= Watamou Lamien =

Burkinabé politician and journalist

Watamou Lamien

Watamou Lamien was a Burkinabé politician and journalist.

== Political Background ==
He had a leading role at the Voltan National Radio in the years leading up to the 4 August 1983 coup d'état. Lamien would head the Union of Burkinabé Communists (UCB), one of the parties within the revolutionary government. He served as Minister of Information and Culture between 1984 and 1986, and as Minister of Transport and Communications from 1987 until his death in 1988. Whilst officially he perished in a car accident, there have been significant speculation regarding the circumstances of his death.

==Journalist and PCRV cadre==
Lamien studied in Strasbourg. Upon his return to Upper Volta, he began working as a journalist at the Voltan National Radio in 1979. After three months he was promoted to editor-in-chief at the Voltan National Radio. He was a member of the clandestine Voltan Revolutionary Communist Party (PCRV).

Through his role in the radio, during the period of late 1981 and early 1982 he was frequently in contact with the Secretary of State for Information, Captain Thomas Sankara. Through Lamien, the organization of radical young military officers called ROC communicated with the PCRV.

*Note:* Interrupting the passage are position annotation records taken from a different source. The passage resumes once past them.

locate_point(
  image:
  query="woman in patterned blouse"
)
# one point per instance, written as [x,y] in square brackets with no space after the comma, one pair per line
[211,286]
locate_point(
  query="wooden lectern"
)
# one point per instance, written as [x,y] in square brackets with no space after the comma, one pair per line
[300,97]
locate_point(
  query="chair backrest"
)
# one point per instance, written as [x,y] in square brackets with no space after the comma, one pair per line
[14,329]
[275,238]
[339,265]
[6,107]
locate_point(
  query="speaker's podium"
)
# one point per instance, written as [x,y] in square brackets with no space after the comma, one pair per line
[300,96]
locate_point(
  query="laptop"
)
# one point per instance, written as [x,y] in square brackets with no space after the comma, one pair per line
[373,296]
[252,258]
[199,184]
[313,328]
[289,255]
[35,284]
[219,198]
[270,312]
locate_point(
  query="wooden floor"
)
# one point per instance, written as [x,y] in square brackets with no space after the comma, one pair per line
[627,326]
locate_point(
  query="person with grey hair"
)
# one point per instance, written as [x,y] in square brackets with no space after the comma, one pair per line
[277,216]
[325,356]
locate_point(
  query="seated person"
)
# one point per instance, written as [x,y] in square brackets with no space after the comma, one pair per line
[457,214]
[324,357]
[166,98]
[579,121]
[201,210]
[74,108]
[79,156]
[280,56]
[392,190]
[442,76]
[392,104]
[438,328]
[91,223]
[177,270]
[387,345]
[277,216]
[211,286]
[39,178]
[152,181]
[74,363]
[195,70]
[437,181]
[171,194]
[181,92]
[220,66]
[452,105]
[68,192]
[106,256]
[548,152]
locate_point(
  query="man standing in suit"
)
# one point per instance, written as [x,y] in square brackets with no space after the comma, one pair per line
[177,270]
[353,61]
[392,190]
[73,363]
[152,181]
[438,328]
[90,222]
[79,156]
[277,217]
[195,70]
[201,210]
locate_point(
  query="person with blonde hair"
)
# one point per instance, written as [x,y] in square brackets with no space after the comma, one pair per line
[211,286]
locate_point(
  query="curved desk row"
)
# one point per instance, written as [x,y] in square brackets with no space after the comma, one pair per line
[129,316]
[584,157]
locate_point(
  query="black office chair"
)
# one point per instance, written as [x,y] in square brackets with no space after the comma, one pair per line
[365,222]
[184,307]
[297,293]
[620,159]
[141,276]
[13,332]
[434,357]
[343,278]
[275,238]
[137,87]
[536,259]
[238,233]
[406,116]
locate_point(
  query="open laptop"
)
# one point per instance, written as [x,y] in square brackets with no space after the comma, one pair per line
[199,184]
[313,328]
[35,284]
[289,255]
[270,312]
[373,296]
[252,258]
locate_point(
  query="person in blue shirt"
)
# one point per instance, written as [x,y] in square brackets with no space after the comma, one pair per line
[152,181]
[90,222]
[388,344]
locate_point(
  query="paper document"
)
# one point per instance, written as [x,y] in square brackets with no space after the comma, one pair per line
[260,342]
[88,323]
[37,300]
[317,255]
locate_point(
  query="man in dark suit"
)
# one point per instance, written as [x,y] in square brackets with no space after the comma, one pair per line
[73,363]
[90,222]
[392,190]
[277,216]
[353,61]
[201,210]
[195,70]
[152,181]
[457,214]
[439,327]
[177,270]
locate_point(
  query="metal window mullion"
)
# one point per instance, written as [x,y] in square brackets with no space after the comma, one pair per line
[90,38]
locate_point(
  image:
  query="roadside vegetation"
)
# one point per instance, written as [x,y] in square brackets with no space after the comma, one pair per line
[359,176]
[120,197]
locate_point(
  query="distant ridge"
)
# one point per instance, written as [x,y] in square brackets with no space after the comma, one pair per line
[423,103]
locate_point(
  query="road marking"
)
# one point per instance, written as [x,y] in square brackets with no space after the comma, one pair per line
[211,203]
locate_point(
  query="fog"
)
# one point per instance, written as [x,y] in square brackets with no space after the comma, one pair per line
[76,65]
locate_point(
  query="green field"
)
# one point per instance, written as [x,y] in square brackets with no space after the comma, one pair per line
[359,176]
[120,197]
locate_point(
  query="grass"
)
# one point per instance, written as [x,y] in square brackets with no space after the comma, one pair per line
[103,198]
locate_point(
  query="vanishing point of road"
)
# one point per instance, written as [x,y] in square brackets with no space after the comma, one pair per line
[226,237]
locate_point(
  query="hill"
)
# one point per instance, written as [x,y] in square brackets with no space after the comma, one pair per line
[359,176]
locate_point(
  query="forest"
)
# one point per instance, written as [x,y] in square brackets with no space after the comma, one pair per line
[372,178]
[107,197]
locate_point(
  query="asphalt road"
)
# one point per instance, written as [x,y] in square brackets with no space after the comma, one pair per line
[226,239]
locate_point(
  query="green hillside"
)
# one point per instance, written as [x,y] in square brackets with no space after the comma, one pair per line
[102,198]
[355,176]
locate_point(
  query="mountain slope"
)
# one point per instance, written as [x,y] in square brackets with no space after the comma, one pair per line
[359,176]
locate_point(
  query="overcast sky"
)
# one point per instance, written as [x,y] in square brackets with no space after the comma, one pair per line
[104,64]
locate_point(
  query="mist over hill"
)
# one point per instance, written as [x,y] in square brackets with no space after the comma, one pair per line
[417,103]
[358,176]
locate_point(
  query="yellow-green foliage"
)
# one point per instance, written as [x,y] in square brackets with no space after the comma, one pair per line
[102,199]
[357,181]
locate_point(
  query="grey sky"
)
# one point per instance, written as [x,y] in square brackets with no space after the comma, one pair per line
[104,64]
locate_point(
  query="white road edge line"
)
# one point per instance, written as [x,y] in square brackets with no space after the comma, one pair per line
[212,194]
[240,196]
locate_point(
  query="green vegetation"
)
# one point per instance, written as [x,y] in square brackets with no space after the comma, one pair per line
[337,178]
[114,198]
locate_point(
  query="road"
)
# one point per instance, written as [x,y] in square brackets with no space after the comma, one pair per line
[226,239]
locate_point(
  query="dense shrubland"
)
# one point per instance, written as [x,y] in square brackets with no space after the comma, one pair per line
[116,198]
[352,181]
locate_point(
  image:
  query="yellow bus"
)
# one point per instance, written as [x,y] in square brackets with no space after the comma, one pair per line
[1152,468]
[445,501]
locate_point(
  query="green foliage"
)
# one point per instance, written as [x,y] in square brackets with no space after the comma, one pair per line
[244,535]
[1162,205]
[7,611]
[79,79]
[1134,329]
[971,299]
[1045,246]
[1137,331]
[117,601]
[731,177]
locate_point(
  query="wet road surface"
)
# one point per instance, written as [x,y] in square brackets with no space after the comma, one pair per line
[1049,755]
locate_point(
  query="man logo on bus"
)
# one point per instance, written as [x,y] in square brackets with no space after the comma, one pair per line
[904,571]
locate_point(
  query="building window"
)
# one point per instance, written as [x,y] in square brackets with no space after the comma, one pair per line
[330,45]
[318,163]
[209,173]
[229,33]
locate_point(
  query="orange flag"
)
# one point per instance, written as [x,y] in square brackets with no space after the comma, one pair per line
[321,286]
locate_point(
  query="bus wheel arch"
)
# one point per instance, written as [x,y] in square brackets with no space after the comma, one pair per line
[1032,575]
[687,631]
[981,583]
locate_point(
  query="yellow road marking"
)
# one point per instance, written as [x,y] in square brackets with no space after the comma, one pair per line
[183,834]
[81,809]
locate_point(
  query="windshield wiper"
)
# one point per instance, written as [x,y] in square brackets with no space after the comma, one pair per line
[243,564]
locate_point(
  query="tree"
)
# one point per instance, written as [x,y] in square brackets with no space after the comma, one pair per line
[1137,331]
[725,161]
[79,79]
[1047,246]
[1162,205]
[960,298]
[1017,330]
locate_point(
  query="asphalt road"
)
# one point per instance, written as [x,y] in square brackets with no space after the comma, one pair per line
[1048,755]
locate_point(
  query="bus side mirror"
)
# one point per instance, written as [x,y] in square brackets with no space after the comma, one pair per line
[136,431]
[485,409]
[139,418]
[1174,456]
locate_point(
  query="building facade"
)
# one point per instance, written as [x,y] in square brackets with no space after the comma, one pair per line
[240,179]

==In the revolutionary government==
Lamien was named as Minister of Information and Culture in September 1984, and would remain in this role until August 1986. On 10 August 1984 Lamien took part in the founding of the Union of Burkinabé Communists (UCB), and was included in the permanent secretariat of the new party. Lamien would later replace Pierre Ouédraogo as general secretary of UCB. Lamien would also be appointed as political secretary of the National Revolutionary Council (CNR). He was a member of the Political Bureau of the CNR. On 4 September 1987 Lamien was named as Minister for Transport and Communications.

==Death==
Through his role in the government machinery, Lamien was able to secure state financial support for several African film-makers. In 1988 he died, per official reports in a car crash en route to the set of the film Yaaba (one of the movies that he had mobilized financial support for). Yaaba was later dedicated to Lamien. There were significant rumours that the death of Lamien had not been accidental, but that he had been assassinated as part of the internal struggles in the Popular Front regime. Lamien's body was never handed over to his family. Per Bruno Jaffré Lamien had been, along with Clément Oumarou Ouédraogo (who was killed by a grenade), the only influential civilian politicians resisting the rightward shift of the Burkinabé government.